Mata Long Wei menyusuri sungai Bai He lalu melihat sekeliling. Akhirnya dia tahu mengapa tak ada mayat lain yang lewat atau potongan-potongan kapal. Kiranya dia sudah terseret arus yang menuju ke belokan arah tenggara, dan mungkin sekali sisa-sisa pertempuran itu mengarah barat.
“Aku sedang naik kapal, dan diserang para bajak sungai.” Jawaban Long Wei tidak sepenuhnya bohong.
Kakek itu mengangguk-angguk sembari menampakkan ekspresi iba. “Aku Yang Feng, siapa namamu?”
“Long Wei,” ucapnya singkat sebelum menggigit ikan gosongnya.
“Long Wei ….” Yang Feng mengulang beberapa kali agar nama itu tertanam di ingatannya. “Aku menemukanmu hanyut di sini sendirian. Apa kau naik kapal sendirian?”
Long Wei membuka mulutnya. Sebenarnya dia ingin mengatakan bahwa hanya dirinyalah yang selamat. Akan tetapi, mulutnya kembali tertutup. Selang beberapa saat, barulah Long Wei menjawab. “Ya, aku sendirian.”
Yang Feng kembali mengangguk-angguk. “Kau mau ke mana?”
“Laut timur. Seandainya tak ada perampok-perampok sialan itu.”
“Laut timur? Akhir-akhir ini ada kabar burung beredar kalau para bajak laut di sana sedang mengganas.”
Itu aku, orang tua! Tapi mulutnya menjawab. “Aku tahu. Aku tidak pergi terlalu jauh ke laut, hanya ke pesisirnya untuk mengunjungi saudara jauh.”
Yang Feng mengangguk-angguk lagi. “Setelah ini, kau masih mau melanjutkan perjalanan ke sana?”
Kini Long Wei menunduk.
Setelah satu pasukan ayahnya hancur, otomatis Long Wei tak punya tempat kembali. Bajak laut Hantu Samudra adalah rumahnya, tempat ia pulang, dan kini sudah hancur.
Long Wei bertanya-tanya dalam hati, apa dia harus kembali ke pantai timur dan jadi bahan cemoohan para bajak, atau mengembara ke lain tempat untuk jadi apa pun demi melanjutkan hidup. Long Wei segera memutuskan.
“Aku akan pergi ke tempat lain.” Dan tetap menjadi seorang bajak. Dulu bajak laut, sekarang dan seterusnya mungkin bajak darat.
Yang Feng terbelalak. “Lalu bagaimana dengan saudara jauhmu di pantai timur itu?”
“Aku bisa datang ke sana lain waktu saat keadaan sudah lebih baik.”
Yang Feng telah menghabiskan ikan bakarnya yang hanya tinggal tulang-belulang.
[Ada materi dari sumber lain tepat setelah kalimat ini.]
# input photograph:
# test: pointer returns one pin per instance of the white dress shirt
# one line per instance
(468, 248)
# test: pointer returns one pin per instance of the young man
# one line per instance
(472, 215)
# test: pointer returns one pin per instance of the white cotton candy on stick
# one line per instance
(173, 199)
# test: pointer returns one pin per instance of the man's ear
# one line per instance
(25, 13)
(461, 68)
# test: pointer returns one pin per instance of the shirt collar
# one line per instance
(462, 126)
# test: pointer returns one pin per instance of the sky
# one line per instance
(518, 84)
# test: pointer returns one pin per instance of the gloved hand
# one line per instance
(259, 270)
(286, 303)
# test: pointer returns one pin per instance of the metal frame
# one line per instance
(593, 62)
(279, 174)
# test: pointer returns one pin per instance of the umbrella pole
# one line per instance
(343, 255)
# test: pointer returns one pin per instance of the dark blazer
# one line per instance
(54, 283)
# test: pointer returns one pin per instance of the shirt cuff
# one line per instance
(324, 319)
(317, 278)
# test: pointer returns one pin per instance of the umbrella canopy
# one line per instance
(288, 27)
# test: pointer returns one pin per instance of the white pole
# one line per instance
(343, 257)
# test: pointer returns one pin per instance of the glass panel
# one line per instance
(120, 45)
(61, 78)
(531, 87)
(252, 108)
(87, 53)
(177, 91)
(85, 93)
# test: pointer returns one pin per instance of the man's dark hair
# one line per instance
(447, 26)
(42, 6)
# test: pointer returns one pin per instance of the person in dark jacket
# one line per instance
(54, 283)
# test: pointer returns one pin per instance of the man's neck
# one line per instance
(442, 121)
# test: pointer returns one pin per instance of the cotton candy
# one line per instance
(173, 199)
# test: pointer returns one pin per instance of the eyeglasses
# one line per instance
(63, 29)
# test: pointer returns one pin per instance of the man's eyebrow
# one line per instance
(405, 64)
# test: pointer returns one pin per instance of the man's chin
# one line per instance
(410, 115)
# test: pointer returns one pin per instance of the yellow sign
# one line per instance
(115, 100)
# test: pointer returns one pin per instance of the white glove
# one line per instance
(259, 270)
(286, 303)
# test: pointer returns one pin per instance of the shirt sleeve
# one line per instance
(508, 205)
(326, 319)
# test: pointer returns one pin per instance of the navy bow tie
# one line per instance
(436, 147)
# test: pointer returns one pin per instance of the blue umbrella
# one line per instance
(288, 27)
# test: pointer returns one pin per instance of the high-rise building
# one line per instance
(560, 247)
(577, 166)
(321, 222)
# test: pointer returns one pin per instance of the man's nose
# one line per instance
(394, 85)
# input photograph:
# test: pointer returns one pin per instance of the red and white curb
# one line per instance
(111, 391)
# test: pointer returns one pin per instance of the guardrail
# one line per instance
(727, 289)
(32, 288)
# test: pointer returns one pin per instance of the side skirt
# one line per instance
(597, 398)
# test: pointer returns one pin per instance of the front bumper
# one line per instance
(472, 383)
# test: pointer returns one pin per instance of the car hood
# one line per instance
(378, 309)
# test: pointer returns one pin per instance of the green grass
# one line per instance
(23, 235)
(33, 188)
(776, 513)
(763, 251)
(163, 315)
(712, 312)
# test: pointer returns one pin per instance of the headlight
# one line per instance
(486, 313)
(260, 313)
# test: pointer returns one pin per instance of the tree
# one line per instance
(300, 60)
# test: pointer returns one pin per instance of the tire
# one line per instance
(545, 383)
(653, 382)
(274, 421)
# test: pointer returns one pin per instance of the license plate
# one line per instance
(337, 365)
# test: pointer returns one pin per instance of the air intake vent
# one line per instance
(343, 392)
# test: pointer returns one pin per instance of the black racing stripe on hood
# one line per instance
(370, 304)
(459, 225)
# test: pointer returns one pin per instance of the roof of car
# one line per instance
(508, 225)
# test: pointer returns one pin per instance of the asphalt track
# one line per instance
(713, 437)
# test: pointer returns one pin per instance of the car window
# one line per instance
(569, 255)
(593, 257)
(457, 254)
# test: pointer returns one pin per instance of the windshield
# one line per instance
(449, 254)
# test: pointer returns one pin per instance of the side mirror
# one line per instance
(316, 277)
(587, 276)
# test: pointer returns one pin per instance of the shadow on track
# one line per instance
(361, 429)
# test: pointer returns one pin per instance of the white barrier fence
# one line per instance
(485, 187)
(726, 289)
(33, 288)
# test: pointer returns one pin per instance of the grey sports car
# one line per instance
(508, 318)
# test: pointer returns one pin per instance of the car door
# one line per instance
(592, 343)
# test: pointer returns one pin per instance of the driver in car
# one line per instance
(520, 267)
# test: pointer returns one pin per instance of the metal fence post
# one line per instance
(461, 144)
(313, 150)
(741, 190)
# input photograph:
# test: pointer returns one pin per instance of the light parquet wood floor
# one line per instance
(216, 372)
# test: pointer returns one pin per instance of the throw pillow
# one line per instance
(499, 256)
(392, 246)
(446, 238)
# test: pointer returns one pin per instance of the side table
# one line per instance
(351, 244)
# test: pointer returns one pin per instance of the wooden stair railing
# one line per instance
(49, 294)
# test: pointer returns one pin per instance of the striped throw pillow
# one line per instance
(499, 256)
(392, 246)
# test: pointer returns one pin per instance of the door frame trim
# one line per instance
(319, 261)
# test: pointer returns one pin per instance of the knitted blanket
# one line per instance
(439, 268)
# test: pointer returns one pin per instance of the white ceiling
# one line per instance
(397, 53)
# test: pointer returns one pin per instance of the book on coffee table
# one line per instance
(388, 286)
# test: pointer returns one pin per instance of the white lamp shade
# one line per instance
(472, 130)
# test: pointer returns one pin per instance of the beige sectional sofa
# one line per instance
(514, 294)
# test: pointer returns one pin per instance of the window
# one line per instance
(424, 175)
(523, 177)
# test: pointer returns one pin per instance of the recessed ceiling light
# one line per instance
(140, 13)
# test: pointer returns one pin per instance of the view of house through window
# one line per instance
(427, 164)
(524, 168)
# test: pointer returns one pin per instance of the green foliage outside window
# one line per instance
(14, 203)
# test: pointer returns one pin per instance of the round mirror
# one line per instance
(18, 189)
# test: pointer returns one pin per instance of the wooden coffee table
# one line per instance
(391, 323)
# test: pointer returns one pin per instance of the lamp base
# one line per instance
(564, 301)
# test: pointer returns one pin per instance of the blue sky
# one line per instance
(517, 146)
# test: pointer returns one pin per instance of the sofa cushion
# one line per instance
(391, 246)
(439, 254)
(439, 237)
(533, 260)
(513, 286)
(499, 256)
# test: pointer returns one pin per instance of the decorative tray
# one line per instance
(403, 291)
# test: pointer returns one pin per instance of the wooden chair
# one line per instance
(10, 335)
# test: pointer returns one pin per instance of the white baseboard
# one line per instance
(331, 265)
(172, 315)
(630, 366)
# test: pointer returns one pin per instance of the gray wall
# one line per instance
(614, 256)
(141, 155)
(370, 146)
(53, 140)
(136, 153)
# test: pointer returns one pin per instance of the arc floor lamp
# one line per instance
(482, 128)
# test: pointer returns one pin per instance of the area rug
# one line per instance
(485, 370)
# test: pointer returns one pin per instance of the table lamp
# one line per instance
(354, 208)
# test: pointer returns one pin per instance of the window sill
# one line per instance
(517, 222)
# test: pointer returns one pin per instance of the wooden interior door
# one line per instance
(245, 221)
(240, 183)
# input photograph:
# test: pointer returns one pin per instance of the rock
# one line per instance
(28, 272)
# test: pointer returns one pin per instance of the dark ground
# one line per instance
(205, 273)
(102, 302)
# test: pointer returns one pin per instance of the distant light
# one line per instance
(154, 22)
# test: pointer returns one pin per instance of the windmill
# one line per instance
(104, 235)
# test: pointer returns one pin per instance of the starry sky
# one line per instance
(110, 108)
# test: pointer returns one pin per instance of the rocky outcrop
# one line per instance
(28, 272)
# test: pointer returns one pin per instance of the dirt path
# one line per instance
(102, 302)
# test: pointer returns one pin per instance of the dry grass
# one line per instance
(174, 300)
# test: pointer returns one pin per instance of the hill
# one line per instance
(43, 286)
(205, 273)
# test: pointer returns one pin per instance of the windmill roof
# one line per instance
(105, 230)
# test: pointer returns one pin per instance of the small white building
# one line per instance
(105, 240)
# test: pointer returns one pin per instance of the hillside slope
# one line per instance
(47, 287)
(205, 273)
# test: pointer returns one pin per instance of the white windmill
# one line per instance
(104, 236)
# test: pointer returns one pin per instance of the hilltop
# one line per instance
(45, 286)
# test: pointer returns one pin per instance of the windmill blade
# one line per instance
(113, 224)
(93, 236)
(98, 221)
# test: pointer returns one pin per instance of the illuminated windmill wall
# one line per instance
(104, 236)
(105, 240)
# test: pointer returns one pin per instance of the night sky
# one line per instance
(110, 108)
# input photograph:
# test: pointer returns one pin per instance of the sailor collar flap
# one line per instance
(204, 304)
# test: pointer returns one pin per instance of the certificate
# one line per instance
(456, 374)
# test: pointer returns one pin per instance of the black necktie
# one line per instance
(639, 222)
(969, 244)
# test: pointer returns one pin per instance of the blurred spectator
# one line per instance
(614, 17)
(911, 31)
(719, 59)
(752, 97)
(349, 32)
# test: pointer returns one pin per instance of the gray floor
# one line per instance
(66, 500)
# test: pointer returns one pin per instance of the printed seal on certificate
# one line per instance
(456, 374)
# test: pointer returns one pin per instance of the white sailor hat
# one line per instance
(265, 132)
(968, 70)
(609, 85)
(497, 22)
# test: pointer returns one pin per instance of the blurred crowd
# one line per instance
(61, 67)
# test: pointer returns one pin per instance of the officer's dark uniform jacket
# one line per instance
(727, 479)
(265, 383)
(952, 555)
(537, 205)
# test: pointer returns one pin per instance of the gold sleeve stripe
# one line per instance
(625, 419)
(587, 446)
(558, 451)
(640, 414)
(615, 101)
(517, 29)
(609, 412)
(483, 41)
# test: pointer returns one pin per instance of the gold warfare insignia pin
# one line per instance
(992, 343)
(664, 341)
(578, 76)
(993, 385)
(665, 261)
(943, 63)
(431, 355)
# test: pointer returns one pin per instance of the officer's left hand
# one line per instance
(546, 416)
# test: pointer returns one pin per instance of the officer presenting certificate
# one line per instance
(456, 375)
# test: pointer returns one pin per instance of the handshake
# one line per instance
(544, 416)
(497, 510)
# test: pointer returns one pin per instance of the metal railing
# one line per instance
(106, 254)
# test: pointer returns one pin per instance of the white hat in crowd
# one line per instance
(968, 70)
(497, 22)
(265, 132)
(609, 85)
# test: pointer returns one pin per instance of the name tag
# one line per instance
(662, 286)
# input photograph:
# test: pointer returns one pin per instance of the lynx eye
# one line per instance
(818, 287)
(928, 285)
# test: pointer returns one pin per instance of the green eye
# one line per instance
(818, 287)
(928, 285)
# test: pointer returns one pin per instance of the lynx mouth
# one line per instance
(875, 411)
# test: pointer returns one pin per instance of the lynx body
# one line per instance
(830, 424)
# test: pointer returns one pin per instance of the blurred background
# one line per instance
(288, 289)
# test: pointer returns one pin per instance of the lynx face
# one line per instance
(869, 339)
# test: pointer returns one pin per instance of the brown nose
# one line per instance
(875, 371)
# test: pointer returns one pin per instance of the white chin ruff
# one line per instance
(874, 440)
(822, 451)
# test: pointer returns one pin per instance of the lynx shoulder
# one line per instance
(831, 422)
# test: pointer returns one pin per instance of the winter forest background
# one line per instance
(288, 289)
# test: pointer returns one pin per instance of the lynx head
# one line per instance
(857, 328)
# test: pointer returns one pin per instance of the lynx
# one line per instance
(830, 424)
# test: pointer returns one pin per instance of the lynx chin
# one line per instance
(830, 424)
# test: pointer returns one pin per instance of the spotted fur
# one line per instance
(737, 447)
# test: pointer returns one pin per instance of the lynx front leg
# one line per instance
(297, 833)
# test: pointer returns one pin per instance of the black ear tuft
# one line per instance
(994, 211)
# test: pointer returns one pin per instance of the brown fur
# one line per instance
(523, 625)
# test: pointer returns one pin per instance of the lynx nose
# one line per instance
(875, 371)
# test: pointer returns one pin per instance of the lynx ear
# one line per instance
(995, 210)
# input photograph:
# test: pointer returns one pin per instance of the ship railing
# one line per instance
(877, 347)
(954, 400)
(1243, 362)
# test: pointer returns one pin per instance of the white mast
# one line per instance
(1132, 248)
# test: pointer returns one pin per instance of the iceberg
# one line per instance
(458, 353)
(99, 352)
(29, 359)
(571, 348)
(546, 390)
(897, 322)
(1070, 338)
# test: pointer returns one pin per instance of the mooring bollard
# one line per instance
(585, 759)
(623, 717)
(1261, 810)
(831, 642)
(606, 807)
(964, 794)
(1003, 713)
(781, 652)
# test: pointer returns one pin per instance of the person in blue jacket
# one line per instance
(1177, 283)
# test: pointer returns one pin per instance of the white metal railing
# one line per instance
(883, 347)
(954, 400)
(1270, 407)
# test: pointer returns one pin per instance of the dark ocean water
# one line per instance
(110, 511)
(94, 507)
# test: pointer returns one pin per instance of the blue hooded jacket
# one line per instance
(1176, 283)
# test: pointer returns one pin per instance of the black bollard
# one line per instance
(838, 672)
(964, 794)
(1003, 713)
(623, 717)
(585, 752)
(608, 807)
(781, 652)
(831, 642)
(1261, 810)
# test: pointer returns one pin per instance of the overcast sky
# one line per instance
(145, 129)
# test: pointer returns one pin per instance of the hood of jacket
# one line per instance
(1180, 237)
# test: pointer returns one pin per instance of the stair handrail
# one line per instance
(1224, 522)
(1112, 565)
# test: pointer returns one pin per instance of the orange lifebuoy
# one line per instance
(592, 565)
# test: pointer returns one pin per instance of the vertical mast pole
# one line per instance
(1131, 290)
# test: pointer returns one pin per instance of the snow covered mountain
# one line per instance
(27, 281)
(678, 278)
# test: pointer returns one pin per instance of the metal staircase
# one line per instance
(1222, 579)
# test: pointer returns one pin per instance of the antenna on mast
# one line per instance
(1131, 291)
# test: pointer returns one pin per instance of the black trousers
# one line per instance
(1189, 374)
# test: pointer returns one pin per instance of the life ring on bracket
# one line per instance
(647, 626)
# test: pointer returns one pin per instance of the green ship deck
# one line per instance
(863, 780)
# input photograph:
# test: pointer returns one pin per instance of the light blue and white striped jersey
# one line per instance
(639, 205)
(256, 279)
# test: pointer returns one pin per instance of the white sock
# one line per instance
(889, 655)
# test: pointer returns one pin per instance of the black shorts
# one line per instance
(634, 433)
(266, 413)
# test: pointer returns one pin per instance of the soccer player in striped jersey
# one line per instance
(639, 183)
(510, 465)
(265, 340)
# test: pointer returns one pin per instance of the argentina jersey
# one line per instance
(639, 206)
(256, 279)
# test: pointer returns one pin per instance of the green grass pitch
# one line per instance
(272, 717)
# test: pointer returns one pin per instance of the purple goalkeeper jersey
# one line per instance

Ia melempar tulang-tulang itu ke sungai lalu bangkit berdiri.
“Kau tinggallah di rumahku sampai kau pulih.” Yang Feng tersenyum. “Dan bantu aku memancing, tentu saja. Aku sudah lama tak ada teman mancing.”
Mulai hari itu, Long Wei tinggal di rumah Yang Feng yang sederhana dan hampir roboh. Karena rumah itu hanya ada satu kamar, maka Long Wei harus tidur di ruangan depan beralas kain tipis dan selimut yang tak lebih tebal.
Karena Long Wei merupakan seorang petarung dari bajak laut Hantu Samudra, tentu saja dia bukan orang lemah. Hanya membutuhkan waktu tiga hari untuk lukanya pulih total. Sebenarnya sebagian besar waktu itu bukan untuk kesembuhan luka luarnya, tapi untuk kesembuhan luka batinnya.
Pagi di hari ketiga, Long Wei membuka percakapan di sela-sela kegiatan mereka seperti hari kemarin dan kemarinnya lagi, memancing ikan di sungai.
“Kakek, besok aku akan pergi.”
“Oh, kau pergi saja,” jawab Yang Feng seolah tak acuh.
Long Wei kaget dibuatnya. Spontan ia menolehkan kepala, memandang kakek di sampingnya.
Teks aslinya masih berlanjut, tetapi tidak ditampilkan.